Thanks, Thalas_shaya.
Hope all goes well with your Mbuna.

Appreciate any feedback from others as well. Doing the fishless cycle now and probably buying a bunch of juveniles in a few weeks.
Thanks.
-jpr


----------



## PiccoloJr (Oct 14, 2013)

It's hard to give stocking advice until you figure out exactly what you want to do. I'd advise sticking with one lake. If you do Peacocks/Haps you're going to want to avoid the bigger haps in a 4 ft tank (I'm assuming it's a standard 90).


----------



## jprny (Mar 29, 2014)

So, I have now stocked this tank.

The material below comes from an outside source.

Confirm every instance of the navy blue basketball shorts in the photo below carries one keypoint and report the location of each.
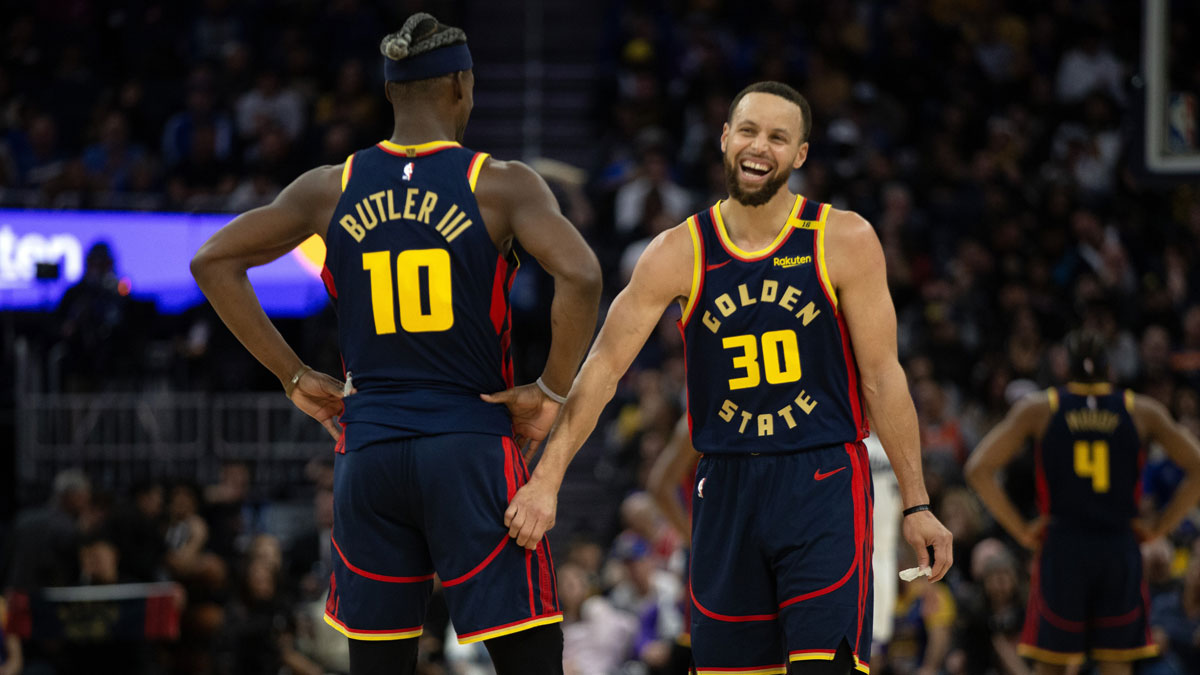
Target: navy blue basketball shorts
(780, 560)
(1087, 597)
(406, 509)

While I appreciate the couple of comments above, here are some things I learned that I wish some helpful people would have posted about.
Luckily, I learned these things before buying the fish.

1. The advice to stick with one lake, or with one particular "cookbook" setup, is good, but not particularly well explained. There are also lots of posts from people who have these combinations working, so someone new to cichlids can easily get confused. If you want to know *why* to stick with one lake, there are lots of reasons, including some non-obvious ones:
- Water differences between Lakes (not quite as big a deal for many fish)
- Body language and behavior differences between lakes that lead to aggression.
- Differences in food requirements that can lead to fish illnesses (see http://www.cichlid-forum.com/articles/f ... chlids.php for example).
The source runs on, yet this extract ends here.